Domestic market price fluctuations in China may be significantly lower than overseas prices
According to market media statistics for 2025, LNG accounts for about 20% of China's natural gas supply structure. Zhongjin believes that fluctuations in LNG spot prices will have relatively limited impact on China's domestic market prices, and the annual gas contract price for 2026 is expected to remain relatively stable compared to the previous year.
The market may trade on two types of logic
Zhongjin points out that based on the current situation, the short-term natural gas industry chain will mainly trade on two types of logic:
1) Non-Middle East LNG long-term contract arbitrage. During periods of high LNG spot prices, non-Middle Eastern LNG long-term contracts once again have the potential for interregional arbitrage. If LNG spot prices rise to 15-20 USD/MMBtu, the unilateral profit margin for arbitrage may reach 1-2 RMB vs less than 0.5 RMB earlier, benefiting companies holding non-Middle East LNG long-term contracts.

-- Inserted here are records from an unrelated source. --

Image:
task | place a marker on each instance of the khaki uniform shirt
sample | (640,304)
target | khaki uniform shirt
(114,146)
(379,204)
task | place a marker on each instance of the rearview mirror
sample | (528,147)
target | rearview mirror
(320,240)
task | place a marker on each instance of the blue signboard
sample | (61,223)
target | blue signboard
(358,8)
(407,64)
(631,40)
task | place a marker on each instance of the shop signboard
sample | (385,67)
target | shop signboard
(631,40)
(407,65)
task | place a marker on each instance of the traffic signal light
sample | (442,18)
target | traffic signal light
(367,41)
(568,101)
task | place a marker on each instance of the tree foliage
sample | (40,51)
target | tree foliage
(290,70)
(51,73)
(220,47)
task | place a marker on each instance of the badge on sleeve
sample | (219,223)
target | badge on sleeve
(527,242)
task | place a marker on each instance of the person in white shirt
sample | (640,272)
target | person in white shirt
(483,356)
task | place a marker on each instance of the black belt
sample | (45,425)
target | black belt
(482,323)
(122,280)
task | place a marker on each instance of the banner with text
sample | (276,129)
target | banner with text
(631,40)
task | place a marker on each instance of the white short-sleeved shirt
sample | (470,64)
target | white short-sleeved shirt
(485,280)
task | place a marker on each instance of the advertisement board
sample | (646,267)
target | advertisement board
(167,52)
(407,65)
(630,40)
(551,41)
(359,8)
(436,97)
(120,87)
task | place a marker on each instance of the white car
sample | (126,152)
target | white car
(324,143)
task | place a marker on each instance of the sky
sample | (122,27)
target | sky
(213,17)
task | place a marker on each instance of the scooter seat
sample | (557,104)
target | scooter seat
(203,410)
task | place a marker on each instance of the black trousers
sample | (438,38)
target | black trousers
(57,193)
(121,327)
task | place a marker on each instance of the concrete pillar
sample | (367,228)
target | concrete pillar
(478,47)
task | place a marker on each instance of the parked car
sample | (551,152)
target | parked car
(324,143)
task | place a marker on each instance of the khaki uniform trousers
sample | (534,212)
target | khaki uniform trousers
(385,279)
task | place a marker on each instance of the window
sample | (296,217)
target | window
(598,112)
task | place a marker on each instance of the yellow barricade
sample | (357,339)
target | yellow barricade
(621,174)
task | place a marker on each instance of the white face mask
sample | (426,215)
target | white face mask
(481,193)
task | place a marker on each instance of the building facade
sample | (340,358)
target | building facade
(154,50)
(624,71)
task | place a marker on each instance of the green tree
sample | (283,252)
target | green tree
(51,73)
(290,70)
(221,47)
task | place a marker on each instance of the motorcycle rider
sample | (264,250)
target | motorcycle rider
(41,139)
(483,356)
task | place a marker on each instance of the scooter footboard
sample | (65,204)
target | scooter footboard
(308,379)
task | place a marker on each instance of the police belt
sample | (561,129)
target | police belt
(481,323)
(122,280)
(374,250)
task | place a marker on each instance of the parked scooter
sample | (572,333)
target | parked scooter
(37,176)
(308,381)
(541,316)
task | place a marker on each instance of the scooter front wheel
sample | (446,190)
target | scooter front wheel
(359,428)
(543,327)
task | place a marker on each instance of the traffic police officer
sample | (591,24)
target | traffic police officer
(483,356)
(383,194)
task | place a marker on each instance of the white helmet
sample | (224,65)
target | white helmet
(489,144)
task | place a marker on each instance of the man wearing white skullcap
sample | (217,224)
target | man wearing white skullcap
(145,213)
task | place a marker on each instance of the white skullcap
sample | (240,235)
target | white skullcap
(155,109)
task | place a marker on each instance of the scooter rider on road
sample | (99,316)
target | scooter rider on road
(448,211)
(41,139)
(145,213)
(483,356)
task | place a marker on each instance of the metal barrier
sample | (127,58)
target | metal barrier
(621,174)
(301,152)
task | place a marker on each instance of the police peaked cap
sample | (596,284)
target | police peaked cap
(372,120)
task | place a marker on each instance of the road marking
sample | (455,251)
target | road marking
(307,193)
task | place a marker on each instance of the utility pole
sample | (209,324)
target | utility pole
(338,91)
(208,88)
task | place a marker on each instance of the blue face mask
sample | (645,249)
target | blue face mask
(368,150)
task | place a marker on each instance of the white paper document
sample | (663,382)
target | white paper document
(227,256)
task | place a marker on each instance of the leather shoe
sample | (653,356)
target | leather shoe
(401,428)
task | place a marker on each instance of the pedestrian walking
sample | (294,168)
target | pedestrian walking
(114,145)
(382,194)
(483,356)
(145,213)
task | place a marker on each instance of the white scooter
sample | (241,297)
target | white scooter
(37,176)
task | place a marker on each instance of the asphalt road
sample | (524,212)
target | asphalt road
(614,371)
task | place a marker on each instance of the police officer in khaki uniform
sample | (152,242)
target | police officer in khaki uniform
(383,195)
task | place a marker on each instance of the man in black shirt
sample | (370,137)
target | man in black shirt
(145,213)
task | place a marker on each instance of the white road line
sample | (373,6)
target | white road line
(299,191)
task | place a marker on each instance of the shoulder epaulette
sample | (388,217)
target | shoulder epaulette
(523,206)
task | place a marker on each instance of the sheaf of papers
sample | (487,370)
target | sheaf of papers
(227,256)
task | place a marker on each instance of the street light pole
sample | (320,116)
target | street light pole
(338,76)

2) Volume-price synergy for domestic independent natural gas exploration and production enterprises. Over the past year, the main concern was the weakening international LNG supply and demand which suppressed the unilateral profitability of domestic independent natural gas exploration and production enterprises. However, the recent sharp increase in LNG spot and oil prices is expected to support China's annual gas contract price for 2026. If production growth is realized as planned, the market may start to anticipate another period of rising production and prices for independent natural gas exploration and production enterprises in 2026.
Risk factors
Escalating geopolitical turmoil could lead to significant fluctuations in LNG prices.